Machines industrielles et électroménagers sous le coup du mécanisme d’ajustement carbone aux frontières
Pour soutenir l’industrie européenne et éviter les délocalisations, la Commission européenne propose d’étendre sa taxe carbone aux frontières (MACF) à de nouveaux produits, allant des machines industrielles lourdes aux appareils électroménagers comme les machines à laver et les réfrigérateurs-congélateurs. Cette mesure vise à garantir une concurrence équitable face aux importations venues de pays aux normes climatiques moins strictes.
Une extension du mécanisme d’ajustement carbone aux frontières
Initialement appliqué à l’acier, l’aluminium, le ciment, les engrais, l’électricité et l’hydrogène, le MACF (CBAM en anglais) vise à imposer aux importations un prix du carbone similaire à celui payé par les entreprises européennes. Entré en phase de test en 2023 et pleinement opérationnel à partir de 2026, le mécanisme sera désormais étendu à 180 produits à forte teneur en acier et aluminium, incluant à la fois des machines industrielles spécialisées et des équipements ménagers.

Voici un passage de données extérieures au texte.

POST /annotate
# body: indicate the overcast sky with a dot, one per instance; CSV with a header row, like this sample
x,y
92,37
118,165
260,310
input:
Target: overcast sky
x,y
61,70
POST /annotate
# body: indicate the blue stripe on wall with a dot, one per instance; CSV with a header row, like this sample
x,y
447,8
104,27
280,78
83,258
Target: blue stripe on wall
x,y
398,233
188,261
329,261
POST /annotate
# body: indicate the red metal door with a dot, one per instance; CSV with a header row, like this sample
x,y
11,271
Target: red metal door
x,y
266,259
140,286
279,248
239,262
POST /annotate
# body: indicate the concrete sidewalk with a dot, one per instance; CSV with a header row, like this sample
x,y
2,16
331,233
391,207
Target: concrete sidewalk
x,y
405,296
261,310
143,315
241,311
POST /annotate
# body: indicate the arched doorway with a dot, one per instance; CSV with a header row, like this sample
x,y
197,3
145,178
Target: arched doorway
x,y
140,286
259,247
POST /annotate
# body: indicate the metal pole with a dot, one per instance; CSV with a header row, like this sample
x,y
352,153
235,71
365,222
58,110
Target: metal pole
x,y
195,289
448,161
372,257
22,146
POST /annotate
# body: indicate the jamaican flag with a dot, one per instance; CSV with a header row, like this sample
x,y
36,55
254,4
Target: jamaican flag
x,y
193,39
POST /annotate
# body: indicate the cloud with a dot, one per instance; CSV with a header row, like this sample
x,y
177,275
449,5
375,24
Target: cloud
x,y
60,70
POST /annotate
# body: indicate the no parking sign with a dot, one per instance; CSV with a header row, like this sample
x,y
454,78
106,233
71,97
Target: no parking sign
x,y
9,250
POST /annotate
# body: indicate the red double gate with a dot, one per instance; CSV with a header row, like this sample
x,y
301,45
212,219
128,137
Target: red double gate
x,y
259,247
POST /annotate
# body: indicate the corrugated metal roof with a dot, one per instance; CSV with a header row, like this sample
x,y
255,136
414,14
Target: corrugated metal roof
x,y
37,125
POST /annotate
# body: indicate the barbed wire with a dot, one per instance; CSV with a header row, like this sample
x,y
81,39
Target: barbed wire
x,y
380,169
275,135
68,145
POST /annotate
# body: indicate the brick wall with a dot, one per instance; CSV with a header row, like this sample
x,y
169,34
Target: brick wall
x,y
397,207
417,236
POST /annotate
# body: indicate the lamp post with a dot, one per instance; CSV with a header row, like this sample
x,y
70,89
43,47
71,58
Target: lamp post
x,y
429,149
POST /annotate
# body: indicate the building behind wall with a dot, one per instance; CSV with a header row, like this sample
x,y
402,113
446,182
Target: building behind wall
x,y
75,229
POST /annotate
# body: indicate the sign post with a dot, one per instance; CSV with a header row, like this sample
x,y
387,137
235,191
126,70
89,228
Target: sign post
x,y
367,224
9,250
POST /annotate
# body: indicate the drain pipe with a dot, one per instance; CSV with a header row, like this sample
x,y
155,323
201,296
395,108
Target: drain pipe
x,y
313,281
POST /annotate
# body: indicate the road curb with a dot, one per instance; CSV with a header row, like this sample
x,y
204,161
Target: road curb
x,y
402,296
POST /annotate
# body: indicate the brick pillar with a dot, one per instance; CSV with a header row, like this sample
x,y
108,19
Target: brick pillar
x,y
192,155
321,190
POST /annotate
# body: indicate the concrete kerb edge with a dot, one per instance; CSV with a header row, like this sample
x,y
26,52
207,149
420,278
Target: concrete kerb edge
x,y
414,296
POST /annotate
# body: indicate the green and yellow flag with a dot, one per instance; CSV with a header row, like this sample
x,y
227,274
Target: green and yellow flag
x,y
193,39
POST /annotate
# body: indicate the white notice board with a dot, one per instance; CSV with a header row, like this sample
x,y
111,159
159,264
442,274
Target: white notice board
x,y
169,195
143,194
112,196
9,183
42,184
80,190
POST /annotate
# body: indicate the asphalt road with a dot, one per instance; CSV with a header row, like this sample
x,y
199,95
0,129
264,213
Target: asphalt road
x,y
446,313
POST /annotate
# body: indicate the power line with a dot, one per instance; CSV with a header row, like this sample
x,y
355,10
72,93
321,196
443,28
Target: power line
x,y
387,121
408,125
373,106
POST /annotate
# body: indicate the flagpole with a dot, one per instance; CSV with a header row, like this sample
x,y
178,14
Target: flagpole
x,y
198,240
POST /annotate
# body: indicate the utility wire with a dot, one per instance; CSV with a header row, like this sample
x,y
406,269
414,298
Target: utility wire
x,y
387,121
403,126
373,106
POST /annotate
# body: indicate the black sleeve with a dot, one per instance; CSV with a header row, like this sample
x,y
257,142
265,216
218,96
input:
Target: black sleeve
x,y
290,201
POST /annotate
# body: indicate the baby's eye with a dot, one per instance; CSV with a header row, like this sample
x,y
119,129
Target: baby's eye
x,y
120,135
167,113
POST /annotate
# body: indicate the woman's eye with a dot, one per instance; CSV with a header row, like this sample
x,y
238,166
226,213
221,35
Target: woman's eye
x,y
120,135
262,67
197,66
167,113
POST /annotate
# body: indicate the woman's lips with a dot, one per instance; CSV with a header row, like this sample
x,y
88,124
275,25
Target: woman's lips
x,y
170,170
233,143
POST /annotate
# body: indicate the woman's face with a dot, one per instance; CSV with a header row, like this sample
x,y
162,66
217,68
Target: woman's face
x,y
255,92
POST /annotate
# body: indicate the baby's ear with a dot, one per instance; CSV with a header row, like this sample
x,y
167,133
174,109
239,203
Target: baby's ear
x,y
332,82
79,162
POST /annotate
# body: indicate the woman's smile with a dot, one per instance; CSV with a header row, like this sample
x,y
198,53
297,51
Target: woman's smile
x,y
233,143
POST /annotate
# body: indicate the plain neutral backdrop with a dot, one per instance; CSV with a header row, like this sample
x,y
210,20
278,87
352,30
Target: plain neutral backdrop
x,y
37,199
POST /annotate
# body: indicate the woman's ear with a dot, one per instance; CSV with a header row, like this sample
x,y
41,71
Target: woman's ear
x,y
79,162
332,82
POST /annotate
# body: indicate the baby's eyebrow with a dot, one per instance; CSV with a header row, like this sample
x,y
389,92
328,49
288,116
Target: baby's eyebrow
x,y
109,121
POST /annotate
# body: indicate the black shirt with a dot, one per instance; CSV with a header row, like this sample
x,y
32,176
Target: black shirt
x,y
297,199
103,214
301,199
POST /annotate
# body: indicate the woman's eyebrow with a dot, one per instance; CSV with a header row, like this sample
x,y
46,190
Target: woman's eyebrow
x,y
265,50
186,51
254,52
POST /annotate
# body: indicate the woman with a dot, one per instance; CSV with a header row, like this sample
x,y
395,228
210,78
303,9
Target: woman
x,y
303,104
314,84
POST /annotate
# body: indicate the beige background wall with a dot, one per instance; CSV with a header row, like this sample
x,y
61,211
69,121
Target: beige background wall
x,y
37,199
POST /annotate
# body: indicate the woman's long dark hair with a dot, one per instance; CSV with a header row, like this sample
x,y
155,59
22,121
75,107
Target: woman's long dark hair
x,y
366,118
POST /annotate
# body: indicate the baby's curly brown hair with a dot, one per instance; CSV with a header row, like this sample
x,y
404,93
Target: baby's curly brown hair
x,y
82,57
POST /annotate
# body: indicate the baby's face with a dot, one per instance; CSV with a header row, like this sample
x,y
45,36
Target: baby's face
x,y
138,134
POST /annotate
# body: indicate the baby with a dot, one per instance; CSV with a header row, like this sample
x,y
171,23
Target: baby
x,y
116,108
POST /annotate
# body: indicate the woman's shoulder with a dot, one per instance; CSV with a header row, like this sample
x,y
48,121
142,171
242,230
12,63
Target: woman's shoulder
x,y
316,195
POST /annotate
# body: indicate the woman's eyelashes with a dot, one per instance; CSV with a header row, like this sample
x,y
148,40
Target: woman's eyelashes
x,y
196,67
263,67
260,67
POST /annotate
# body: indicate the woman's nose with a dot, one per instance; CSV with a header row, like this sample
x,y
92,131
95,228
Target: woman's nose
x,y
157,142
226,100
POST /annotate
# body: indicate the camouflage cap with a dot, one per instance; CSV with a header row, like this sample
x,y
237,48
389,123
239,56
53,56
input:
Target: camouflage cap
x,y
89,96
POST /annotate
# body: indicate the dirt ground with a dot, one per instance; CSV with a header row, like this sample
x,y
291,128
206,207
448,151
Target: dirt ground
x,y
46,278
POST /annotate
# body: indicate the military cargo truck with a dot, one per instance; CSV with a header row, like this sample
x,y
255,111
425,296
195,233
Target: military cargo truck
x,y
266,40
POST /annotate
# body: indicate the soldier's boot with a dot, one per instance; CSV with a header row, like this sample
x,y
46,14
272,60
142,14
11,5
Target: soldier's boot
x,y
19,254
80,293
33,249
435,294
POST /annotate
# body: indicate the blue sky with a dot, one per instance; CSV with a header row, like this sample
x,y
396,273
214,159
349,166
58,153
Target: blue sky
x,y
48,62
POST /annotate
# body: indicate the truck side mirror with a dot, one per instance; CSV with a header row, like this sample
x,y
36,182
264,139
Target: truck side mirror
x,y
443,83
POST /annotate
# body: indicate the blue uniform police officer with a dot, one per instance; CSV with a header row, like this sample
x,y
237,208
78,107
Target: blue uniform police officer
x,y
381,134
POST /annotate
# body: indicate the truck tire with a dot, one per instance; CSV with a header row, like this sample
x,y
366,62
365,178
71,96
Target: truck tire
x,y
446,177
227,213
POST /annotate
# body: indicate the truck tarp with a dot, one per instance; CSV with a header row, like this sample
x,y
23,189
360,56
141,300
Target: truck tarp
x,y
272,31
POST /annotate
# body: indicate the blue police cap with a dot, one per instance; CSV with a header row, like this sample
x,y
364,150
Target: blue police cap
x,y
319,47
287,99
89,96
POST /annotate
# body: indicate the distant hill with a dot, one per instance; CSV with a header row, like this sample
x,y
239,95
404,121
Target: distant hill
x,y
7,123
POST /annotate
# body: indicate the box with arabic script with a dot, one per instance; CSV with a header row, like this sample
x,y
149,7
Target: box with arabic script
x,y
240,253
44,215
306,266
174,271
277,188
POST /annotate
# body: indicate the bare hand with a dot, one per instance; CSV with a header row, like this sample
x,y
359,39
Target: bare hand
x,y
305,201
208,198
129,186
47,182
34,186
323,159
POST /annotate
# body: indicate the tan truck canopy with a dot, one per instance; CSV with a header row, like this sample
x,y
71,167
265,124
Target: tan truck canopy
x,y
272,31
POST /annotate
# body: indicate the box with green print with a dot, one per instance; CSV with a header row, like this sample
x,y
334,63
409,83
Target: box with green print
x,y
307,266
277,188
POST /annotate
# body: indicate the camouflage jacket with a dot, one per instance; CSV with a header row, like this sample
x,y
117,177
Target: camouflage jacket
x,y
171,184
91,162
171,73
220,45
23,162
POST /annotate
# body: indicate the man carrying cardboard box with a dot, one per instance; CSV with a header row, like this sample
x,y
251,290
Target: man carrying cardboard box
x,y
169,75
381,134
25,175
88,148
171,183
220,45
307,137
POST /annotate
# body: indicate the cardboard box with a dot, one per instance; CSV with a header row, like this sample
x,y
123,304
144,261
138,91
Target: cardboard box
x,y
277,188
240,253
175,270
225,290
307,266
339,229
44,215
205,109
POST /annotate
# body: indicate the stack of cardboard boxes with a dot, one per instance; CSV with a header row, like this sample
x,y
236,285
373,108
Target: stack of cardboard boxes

L’objectif est double : éviter les délocalisations et offrir des garanties aux filières européennes de l’acier et de l’aluminium, déjà fragilisées par la concurrence internationale.
Une demande forte des industriels
Selon le commissaire européen en charge de la stratégie industrielle, Stéphane Séjourné, cette réforme répond à une demande des industriels européens, qui réclament depuis longtemps un traitement équitable face aux concurrents étrangers, notamment ceux qui bénéficient de réglementations climatiques moins strictes.
En garantissant une taxation carbone similaire pour les importations, l’UE cherche à protéger les entreprises locales tout en incitant les producteurs étrangers à adopter des pratiques plus respectueuses de l’environnement.
Un fonds pour soutenir la décarbonation
Parallèlement, la Commission prévoit d’utiliser un quart des recettes du MACF en 2026 et 2027 pour constituer un Fonds temporaire pour la décarbonation, destiné à aider les producteurs européens à réduire leur empreinte carbone et à moderniser leurs équipements.
Les propositions doivent encore être examinées par les États membres et le Parlement européen, avant d’entrer pleinement en vigueur.